DC leans against the shovel. His flannel shirt, inherited from my dad, is cleaner than it should be but his basketball shorts are filthy. He points to a spot in the garden between two freshly planted blueberry bushes
“This good? I need to dig it deep enough for several.”
He is tired. An afternoon of digging holes between plants and trees.
I look to the spot, to my dirty UGG boots, my scratched legs, the embroidered red rose that rests above my heart on my Mickey Mouse hoodie.
I nod to DC. Yes, that space is good.
Behind him, the moon isn’t as present as it should be. It is full but muted. Looking away from the grief in the garden, from the pile of bodies at my feet; the reaching roots of scaled feet, soft stumps of breast and feathers. Boughs of hushed wings.
I gather surface weeds and grass clippings while DC digs. I rake dirt over graves. We are running out of places in the garden.
The children made me promise that I would let them know when it was time to bury Rocky, the ‘boof-head’ chicken with the Rockstar fringe. A chicken version of Animal from the Muppets.
They made me promise. So I call out. It is time.
SC walks with purpose. He wants to see the body of Rocky.
ZC stands at the edge of the garden. She had been determined to say goodbye to the big grey chicken she’d chased and wrangled and loved in her fierce way. But now, she says, “I just feel like dead chickens give me excusement.”
She waves her hands in the air. Takes a step away from her grey feathered goodbye.
“What do you mean by excusement, sweets?”
“They give me the feeling of excusement.” She points to the bodies at my feet but her eyes are with my eyes. “It feels yucky, that’s what I mean.”
“Makes me feel yuck too.”
This morning, the children raced out to say hello to the chickens. They’d been imagining names for this temporary inheritance from a dear friend in a life transition.
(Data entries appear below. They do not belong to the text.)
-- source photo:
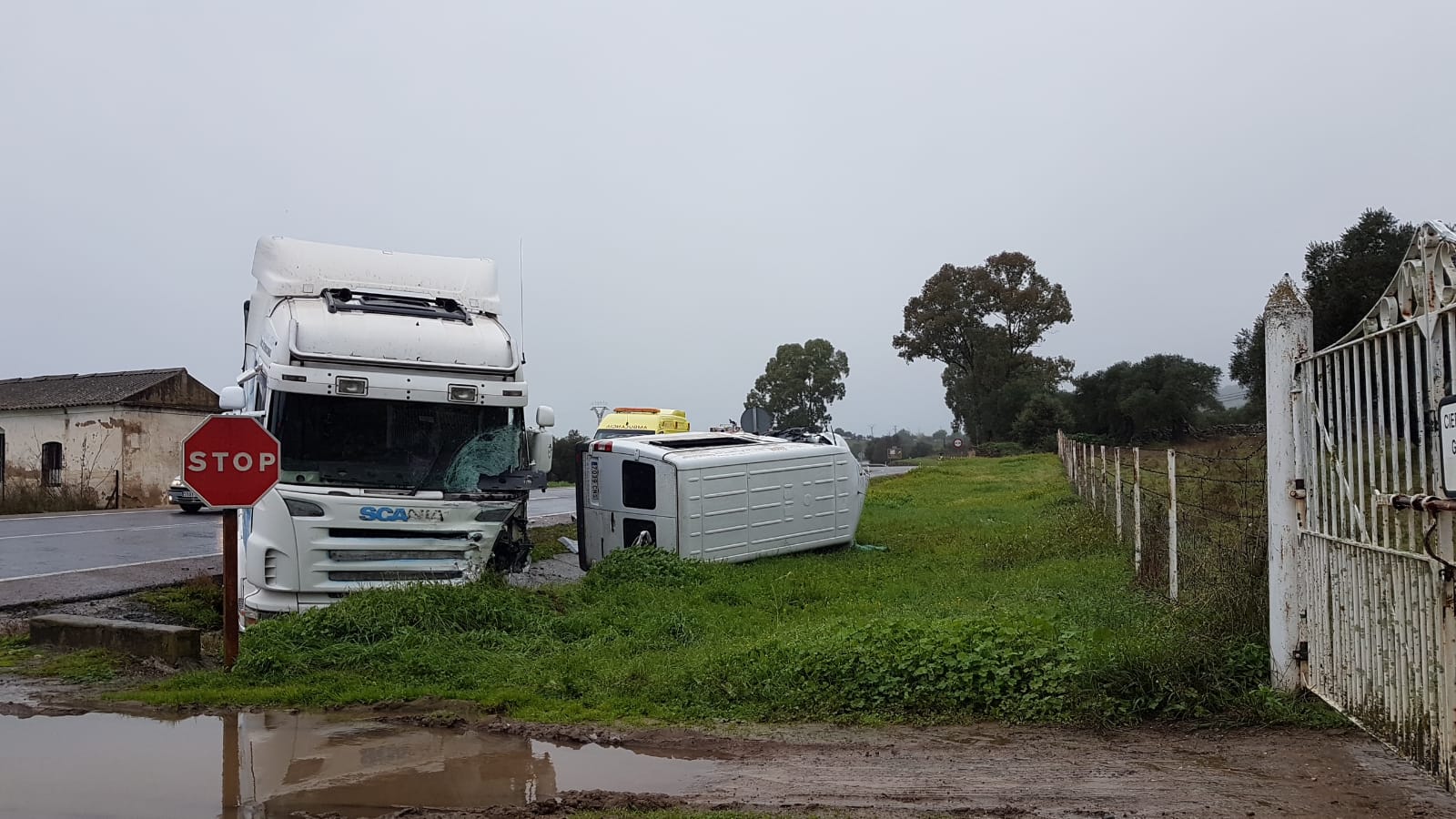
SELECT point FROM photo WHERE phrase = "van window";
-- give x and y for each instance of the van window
(638, 484)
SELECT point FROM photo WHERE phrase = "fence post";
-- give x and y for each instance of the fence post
(1117, 479)
(1172, 525)
(1288, 336)
(1106, 486)
(1138, 511)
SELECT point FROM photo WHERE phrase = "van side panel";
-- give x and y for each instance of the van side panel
(691, 513)
(725, 511)
(814, 509)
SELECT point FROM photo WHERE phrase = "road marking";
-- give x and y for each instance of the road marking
(106, 567)
(99, 513)
(99, 531)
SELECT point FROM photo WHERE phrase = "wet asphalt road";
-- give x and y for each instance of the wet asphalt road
(34, 548)
(67, 542)
(51, 544)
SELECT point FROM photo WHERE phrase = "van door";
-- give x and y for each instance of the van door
(626, 501)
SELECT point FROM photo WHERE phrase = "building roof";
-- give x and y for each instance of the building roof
(135, 387)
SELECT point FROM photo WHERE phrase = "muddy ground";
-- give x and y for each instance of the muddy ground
(975, 770)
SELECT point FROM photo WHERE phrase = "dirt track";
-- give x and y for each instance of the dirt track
(994, 770)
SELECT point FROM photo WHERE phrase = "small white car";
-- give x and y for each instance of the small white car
(187, 499)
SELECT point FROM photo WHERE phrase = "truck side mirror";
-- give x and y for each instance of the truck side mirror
(230, 398)
(542, 452)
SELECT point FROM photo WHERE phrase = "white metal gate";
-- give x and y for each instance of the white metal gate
(1363, 595)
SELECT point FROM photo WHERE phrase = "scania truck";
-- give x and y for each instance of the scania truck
(399, 402)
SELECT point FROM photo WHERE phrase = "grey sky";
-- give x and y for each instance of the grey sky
(696, 186)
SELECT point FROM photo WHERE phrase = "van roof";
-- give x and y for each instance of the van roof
(693, 445)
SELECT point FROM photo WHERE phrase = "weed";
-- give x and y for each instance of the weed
(197, 603)
(546, 540)
(85, 666)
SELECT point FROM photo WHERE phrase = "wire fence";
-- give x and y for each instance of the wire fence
(1196, 519)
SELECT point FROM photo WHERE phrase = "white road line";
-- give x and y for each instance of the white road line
(101, 513)
(99, 531)
(106, 567)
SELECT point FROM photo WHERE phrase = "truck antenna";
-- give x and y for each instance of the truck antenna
(521, 271)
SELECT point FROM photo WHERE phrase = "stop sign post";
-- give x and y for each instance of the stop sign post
(230, 462)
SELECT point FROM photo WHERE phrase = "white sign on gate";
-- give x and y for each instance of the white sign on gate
(1446, 419)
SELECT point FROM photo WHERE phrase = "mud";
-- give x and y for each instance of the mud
(436, 760)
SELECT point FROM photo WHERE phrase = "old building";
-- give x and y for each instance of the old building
(104, 439)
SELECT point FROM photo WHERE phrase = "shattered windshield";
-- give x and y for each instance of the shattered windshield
(398, 445)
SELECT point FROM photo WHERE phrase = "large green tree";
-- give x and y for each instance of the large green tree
(1343, 278)
(983, 324)
(800, 382)
(1158, 395)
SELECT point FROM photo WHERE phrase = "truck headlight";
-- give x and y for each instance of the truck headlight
(303, 508)
(351, 387)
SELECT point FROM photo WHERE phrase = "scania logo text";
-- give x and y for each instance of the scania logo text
(400, 515)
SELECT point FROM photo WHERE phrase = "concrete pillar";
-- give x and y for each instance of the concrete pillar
(1289, 329)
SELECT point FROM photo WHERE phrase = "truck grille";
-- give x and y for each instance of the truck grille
(351, 555)
(393, 576)
(398, 533)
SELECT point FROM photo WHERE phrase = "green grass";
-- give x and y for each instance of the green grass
(999, 596)
(197, 603)
(85, 666)
(545, 540)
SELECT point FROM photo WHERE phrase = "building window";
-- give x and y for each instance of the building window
(51, 464)
(638, 484)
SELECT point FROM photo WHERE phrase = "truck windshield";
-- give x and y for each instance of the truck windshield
(398, 445)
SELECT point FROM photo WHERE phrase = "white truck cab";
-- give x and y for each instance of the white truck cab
(399, 401)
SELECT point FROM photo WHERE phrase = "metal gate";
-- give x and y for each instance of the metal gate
(1363, 599)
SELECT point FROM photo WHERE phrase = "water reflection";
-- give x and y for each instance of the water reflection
(274, 763)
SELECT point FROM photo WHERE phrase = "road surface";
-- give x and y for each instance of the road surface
(104, 552)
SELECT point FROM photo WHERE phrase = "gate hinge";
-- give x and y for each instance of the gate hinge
(1298, 490)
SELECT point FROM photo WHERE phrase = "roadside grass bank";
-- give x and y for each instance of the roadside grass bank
(197, 603)
(87, 666)
(999, 596)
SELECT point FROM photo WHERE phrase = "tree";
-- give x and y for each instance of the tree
(1343, 278)
(983, 324)
(564, 457)
(1158, 395)
(1038, 421)
(800, 382)
(1247, 363)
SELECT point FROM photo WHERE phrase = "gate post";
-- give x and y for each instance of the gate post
(1289, 329)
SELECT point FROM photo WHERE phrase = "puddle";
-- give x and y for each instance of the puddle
(271, 763)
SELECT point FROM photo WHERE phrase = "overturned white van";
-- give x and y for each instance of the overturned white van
(717, 496)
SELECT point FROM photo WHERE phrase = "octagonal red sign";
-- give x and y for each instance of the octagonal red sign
(230, 460)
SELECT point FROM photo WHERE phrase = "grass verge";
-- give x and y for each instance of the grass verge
(84, 666)
(999, 596)
(197, 603)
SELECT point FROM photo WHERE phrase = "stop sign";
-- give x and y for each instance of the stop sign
(230, 460)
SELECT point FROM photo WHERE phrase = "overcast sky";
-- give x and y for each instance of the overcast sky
(696, 186)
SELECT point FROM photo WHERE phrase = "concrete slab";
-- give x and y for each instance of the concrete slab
(171, 643)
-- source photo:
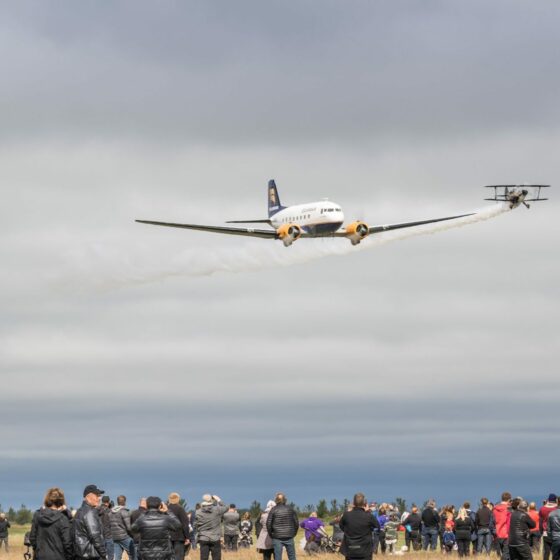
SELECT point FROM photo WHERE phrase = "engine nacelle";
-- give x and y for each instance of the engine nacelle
(289, 233)
(356, 231)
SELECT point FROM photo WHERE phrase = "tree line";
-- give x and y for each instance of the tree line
(23, 515)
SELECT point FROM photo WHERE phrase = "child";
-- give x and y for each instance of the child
(391, 533)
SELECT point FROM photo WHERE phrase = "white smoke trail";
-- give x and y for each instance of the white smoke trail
(139, 269)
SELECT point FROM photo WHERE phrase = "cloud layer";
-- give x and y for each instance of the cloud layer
(145, 359)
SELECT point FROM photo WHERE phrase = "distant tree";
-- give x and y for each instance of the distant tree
(401, 504)
(335, 508)
(255, 509)
(322, 509)
(23, 516)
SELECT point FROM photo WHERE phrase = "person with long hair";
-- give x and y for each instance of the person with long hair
(50, 529)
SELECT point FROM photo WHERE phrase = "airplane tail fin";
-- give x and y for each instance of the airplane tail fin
(273, 199)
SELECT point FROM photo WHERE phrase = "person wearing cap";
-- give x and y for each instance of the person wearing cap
(544, 512)
(180, 538)
(87, 527)
(208, 526)
(231, 528)
(282, 525)
(520, 525)
(105, 514)
(154, 529)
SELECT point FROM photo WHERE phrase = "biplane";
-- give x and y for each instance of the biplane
(517, 194)
(325, 218)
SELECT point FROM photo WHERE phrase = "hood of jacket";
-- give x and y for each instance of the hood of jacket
(46, 517)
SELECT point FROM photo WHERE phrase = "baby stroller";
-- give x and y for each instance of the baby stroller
(28, 554)
(449, 541)
(245, 539)
(328, 545)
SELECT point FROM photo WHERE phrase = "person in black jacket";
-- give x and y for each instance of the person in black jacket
(87, 528)
(483, 520)
(180, 538)
(282, 525)
(105, 514)
(121, 531)
(413, 529)
(155, 528)
(134, 516)
(430, 521)
(4, 526)
(358, 526)
(520, 524)
(50, 529)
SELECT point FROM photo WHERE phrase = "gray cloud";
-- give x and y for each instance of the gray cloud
(150, 358)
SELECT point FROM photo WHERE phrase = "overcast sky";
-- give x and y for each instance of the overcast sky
(149, 360)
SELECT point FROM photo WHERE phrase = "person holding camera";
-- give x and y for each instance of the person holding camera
(154, 529)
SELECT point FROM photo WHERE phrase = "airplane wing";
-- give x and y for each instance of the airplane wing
(250, 232)
(389, 227)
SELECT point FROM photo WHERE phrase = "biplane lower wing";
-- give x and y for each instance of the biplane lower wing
(517, 194)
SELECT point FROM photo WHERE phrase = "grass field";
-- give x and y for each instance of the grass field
(17, 549)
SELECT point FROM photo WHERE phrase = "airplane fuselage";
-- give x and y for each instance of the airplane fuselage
(314, 218)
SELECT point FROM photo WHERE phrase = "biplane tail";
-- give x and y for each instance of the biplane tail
(517, 194)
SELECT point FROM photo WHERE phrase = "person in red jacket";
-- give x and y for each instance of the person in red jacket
(544, 512)
(535, 534)
(502, 514)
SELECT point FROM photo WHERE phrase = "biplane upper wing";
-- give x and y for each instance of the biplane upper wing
(504, 192)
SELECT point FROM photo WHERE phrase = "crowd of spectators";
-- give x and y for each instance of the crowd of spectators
(100, 530)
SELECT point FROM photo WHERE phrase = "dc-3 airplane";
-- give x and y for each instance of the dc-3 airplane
(325, 218)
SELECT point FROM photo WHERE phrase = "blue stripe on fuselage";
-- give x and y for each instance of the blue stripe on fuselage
(322, 229)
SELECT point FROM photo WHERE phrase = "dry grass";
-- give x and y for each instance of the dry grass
(17, 549)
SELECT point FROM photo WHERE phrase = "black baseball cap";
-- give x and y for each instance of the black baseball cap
(92, 489)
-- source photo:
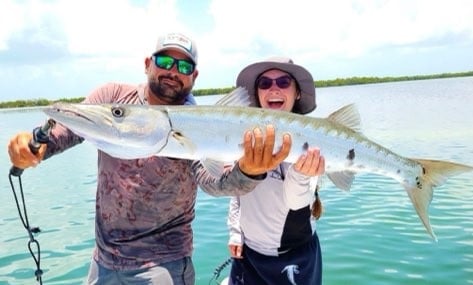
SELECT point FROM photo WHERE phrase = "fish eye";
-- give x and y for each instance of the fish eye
(118, 111)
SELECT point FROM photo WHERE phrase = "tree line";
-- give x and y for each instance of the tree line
(214, 91)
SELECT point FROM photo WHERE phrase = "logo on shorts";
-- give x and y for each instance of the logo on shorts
(290, 271)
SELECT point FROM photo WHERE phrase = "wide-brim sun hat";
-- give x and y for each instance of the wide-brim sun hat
(249, 74)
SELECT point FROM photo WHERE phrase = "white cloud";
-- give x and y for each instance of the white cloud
(95, 41)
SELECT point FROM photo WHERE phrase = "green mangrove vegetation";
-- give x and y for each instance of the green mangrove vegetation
(213, 91)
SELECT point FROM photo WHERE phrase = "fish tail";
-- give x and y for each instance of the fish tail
(435, 173)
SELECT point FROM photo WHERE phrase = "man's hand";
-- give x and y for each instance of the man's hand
(258, 155)
(235, 250)
(310, 163)
(20, 153)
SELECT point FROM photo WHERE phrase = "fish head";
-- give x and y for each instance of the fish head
(121, 130)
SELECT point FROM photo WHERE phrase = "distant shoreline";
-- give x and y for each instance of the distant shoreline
(213, 91)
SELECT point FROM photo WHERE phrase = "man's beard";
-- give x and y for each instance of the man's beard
(173, 95)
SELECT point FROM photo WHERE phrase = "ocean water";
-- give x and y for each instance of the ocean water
(369, 235)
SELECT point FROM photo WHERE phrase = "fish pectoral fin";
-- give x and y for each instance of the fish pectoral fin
(342, 179)
(184, 141)
(209, 170)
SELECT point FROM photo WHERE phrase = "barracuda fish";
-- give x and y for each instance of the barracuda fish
(215, 133)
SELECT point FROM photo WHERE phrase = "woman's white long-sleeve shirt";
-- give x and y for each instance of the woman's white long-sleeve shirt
(276, 215)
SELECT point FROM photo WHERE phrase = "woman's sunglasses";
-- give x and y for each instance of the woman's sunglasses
(184, 66)
(282, 82)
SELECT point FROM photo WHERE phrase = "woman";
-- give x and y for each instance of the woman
(271, 236)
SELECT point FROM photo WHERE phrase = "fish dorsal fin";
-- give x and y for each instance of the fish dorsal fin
(238, 97)
(343, 179)
(347, 116)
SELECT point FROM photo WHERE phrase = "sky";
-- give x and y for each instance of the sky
(56, 49)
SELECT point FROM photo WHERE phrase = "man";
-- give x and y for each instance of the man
(144, 207)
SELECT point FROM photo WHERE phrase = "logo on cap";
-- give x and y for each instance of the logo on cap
(178, 39)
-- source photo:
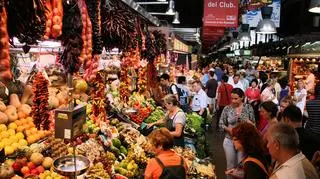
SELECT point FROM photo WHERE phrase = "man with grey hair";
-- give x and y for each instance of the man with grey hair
(283, 143)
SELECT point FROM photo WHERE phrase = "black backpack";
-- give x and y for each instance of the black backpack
(183, 96)
(172, 172)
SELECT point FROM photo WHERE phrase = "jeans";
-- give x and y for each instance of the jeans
(233, 156)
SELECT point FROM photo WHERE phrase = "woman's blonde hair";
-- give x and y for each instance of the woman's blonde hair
(161, 138)
(171, 99)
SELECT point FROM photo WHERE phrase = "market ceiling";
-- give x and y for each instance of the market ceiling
(190, 15)
(295, 18)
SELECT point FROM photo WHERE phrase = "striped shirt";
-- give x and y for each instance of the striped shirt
(313, 123)
(298, 167)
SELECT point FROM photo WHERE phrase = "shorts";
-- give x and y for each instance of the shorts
(211, 101)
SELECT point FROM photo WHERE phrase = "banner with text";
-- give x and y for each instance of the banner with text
(220, 13)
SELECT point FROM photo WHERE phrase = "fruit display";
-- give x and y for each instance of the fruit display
(156, 115)
(50, 174)
(34, 165)
(55, 148)
(6, 171)
(144, 107)
(108, 137)
(5, 72)
(97, 171)
(91, 149)
(19, 133)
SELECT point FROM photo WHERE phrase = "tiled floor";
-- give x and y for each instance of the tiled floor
(215, 140)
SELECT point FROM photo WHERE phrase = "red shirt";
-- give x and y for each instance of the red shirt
(253, 94)
(224, 91)
(168, 158)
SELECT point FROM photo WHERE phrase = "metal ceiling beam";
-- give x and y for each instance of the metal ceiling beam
(184, 30)
(152, 3)
(142, 12)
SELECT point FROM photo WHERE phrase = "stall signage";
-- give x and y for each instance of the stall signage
(180, 46)
(220, 13)
(254, 16)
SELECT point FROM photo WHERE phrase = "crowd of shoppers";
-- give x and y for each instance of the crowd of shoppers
(270, 131)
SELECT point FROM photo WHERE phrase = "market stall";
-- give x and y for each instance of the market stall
(76, 108)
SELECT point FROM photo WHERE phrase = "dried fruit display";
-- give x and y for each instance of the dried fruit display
(93, 7)
(98, 100)
(54, 14)
(40, 111)
(5, 71)
(150, 52)
(71, 36)
(57, 16)
(118, 25)
(160, 42)
(86, 53)
(91, 67)
(26, 20)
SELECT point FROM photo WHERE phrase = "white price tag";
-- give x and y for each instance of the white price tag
(7, 91)
(67, 133)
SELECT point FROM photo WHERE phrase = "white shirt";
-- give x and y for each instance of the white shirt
(199, 100)
(301, 104)
(238, 85)
(277, 88)
(310, 82)
(267, 95)
(298, 167)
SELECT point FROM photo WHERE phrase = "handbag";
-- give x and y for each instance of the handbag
(238, 172)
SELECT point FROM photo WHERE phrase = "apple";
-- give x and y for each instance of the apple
(40, 169)
(25, 170)
(31, 165)
(34, 172)
(16, 166)
(22, 161)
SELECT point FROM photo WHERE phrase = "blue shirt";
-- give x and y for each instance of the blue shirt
(219, 73)
(205, 79)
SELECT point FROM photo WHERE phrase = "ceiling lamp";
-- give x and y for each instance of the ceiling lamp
(234, 40)
(176, 19)
(244, 36)
(171, 10)
(314, 6)
(266, 25)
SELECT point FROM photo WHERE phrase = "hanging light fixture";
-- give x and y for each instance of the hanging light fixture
(197, 34)
(266, 25)
(176, 19)
(314, 6)
(171, 10)
(244, 36)
(234, 40)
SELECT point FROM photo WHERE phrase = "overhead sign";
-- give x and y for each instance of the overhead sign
(213, 31)
(254, 16)
(180, 46)
(221, 13)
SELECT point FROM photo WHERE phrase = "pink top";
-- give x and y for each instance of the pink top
(253, 94)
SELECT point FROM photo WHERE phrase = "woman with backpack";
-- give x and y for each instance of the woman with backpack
(174, 120)
(248, 140)
(167, 164)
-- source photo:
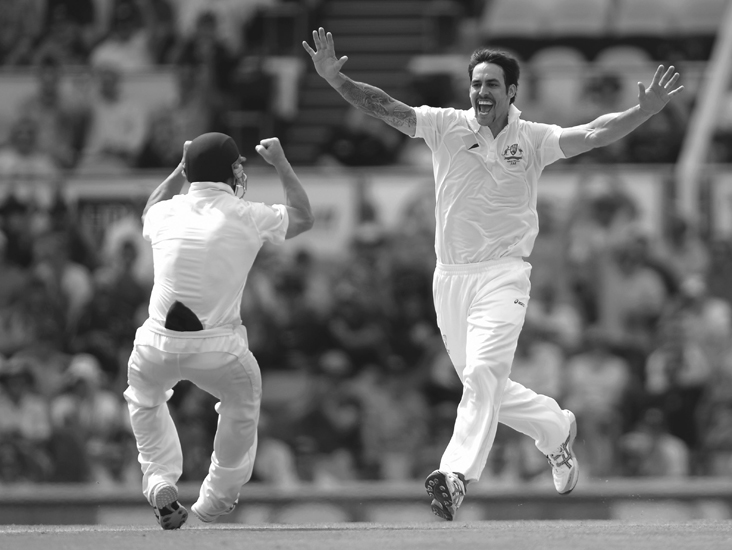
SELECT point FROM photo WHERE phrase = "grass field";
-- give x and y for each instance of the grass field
(485, 535)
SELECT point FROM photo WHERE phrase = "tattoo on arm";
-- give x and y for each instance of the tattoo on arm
(377, 103)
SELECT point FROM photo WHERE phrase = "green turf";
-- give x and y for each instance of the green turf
(487, 535)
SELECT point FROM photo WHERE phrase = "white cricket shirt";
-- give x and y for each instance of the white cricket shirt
(204, 244)
(485, 186)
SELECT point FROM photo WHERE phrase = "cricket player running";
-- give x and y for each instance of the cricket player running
(487, 162)
(204, 244)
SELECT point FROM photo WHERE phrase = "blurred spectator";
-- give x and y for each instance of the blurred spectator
(62, 122)
(24, 424)
(538, 363)
(600, 213)
(650, 450)
(356, 326)
(632, 294)
(107, 323)
(554, 317)
(67, 33)
(603, 93)
(275, 463)
(658, 140)
(549, 256)
(12, 276)
(127, 228)
(330, 439)
(127, 45)
(676, 374)
(212, 59)
(70, 281)
(117, 127)
(35, 317)
(232, 17)
(92, 419)
(23, 165)
(192, 113)
(596, 384)
(684, 251)
(361, 141)
(717, 438)
(394, 424)
(20, 27)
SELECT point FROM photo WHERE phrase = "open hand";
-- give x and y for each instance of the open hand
(660, 92)
(324, 58)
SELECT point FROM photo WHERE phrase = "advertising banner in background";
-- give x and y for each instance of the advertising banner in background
(337, 197)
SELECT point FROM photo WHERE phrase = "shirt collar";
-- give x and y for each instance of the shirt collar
(513, 115)
(198, 186)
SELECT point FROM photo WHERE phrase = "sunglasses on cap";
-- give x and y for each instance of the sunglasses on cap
(240, 178)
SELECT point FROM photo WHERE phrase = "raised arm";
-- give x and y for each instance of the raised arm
(298, 204)
(172, 185)
(608, 128)
(369, 99)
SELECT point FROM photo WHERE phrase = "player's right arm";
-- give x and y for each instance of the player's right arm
(298, 205)
(369, 99)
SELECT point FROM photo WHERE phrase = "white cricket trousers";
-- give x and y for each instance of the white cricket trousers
(217, 361)
(480, 311)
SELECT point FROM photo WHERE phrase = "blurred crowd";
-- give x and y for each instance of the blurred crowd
(629, 330)
(80, 117)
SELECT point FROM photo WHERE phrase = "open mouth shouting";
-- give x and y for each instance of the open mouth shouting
(483, 106)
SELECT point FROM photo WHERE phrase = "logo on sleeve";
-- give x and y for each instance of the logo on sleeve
(512, 154)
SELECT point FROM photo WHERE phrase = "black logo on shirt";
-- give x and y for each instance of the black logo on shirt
(512, 154)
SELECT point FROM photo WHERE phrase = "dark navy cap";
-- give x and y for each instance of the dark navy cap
(209, 158)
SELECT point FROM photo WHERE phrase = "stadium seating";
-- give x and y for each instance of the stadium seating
(700, 17)
(645, 17)
(513, 18)
(578, 17)
(630, 64)
(558, 75)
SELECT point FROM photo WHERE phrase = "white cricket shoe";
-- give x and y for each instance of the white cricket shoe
(565, 468)
(168, 511)
(447, 491)
(210, 517)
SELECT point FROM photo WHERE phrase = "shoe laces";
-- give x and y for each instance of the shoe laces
(457, 493)
(561, 457)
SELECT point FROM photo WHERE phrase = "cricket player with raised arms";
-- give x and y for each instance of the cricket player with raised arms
(487, 162)
(204, 244)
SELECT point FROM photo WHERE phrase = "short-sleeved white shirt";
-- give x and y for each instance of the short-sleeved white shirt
(485, 186)
(204, 244)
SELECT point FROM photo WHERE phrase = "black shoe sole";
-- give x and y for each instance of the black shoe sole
(436, 486)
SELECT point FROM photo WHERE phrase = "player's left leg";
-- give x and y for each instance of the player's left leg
(553, 429)
(493, 302)
(151, 375)
(236, 382)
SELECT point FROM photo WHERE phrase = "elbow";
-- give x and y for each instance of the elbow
(304, 222)
(309, 221)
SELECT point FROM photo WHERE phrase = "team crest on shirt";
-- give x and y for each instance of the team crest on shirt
(512, 154)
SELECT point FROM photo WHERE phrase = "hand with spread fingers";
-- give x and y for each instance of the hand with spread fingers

We planned to love them while we found homes for all but a few.
The morning’s plan was to buy building material for nesting boxes. I was a focus of coffee, calculations and getting dressed. And then the focus shifted, I became a point of listening, of a hairbrush paused.
There was a silence, and then a sound, and then the hairbrush was in the sink, and I was half-dressed at the aviary door. And there was our dog, Pepita, a paused action, a change in plans.
A chicken in her mouth, bodies at her feet. Bodies thrown to each of the four corners of the aviary. We looked at one another. Assessed. And then action.
SC convicted himself with tears and harsh justice. He had forgotten to lock the aviary. He banned himself from the chickens and told me that both him and Pepita needed to be taken away. ZC cried at the loss of the chickens, the loss of trust in Pepita. JC ran around making loud clucking noises and telling his imaginary friend, Bomb Shooter, about the troubles.
I moved between garden and child, choosing spots to bury bodies, looking for words for my family’s broken heart. Words gathered like wildflower offerings.
Tonight I stand in the garden and feel death stretching with new definition.
The silhouette of a small finger pointing to feathers and scaled skin. An excusement of eyes looking away, hands waving at the air.
Excusement as the state of standing in dirty boots, a pen in tangled hair, an embroider red rose against my heart. Excusement for a mind full of wildflower petal words, bruised and torn.
The excusement of grief in a garden for the things we can not control.
A shadow of excusement against the light of a muted, turning-away-moon.